STAMFORD, Connecticut — In a major announcement, Endeavor Group Holdings, Inc. and World Wrestling Entertainment, Inc. have revealed plans to form a new publicly listed company consisting of two globally renowned sports and entertainment brands: UFC and WWE. The announcement comes on the heels of Wrestlemania and signals a new chapter for both brands. Upon closing, Endeavor will hold a controlling 51% interest in the new company, while existing WWE shareholders will hold a 49% interest. Together, UFC and WWE achieved revenue of $2.4 billion in 2022, with a 10% annual growth rate since 2019.
“This is a rare opportunity to create a global live sports and entertainment pureplay built for where the industry is headed,” said Ariel Emanuel, CEO of Endeavor. “For decades, Vince and his team have demonstrated an incredible track record of innovation and shareholder value creation, and we are confident that Endeavor can deliver significant additional value for shareholders by bringing UFC and WWE together.”

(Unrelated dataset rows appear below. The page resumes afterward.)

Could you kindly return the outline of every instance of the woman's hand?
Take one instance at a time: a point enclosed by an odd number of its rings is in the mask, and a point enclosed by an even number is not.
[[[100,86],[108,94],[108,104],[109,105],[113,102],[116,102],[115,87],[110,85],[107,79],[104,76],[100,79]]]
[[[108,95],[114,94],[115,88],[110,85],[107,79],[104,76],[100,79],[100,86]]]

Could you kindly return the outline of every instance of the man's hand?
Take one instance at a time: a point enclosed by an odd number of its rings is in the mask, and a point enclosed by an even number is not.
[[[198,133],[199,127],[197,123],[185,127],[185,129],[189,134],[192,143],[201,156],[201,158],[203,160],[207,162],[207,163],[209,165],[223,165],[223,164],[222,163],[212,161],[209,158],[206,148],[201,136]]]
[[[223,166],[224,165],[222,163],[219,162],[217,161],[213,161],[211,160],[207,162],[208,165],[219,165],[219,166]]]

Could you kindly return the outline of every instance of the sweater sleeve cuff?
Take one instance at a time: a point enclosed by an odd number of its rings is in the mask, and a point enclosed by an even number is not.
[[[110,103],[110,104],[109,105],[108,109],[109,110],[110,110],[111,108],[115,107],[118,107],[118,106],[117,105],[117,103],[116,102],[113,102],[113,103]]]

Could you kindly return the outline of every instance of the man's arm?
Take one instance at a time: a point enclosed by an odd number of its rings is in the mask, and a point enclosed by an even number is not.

Vincent K. McMahon, Executive Chairman of WWE, said the move was the best outcome for shareholders and stakeholders, creating a $21+ billion live sports and entertainment powerhouse with a collective fanbase of more than a billion people. The new company will be well positioned to maximize the value of their combined media rights, enhance sponsorship monetization, develop new forms of content and pursue strategic mergers and acquisitions to further bolster their strong stable of brands.
The new company will be led by Emanuel (CEO), McMahon (Executive Chairman of the Board), and Mark Shapiro (President and COO of both Endeavor and the new company). Dana White will continue in his role as President of UFC, while Nick Khan will serve as President of WWE. The board of directors will consist of 11 members appointed later, six by Endeavor and five by WWE.
The transaction values UFC at an enterprise value of $12.1 billion and WWE at an enterprise value of $9.3 billion. The transaction is subject to customary closing conditions, including receipt of regulatory approvals, and is expected to close in the second half of 2023.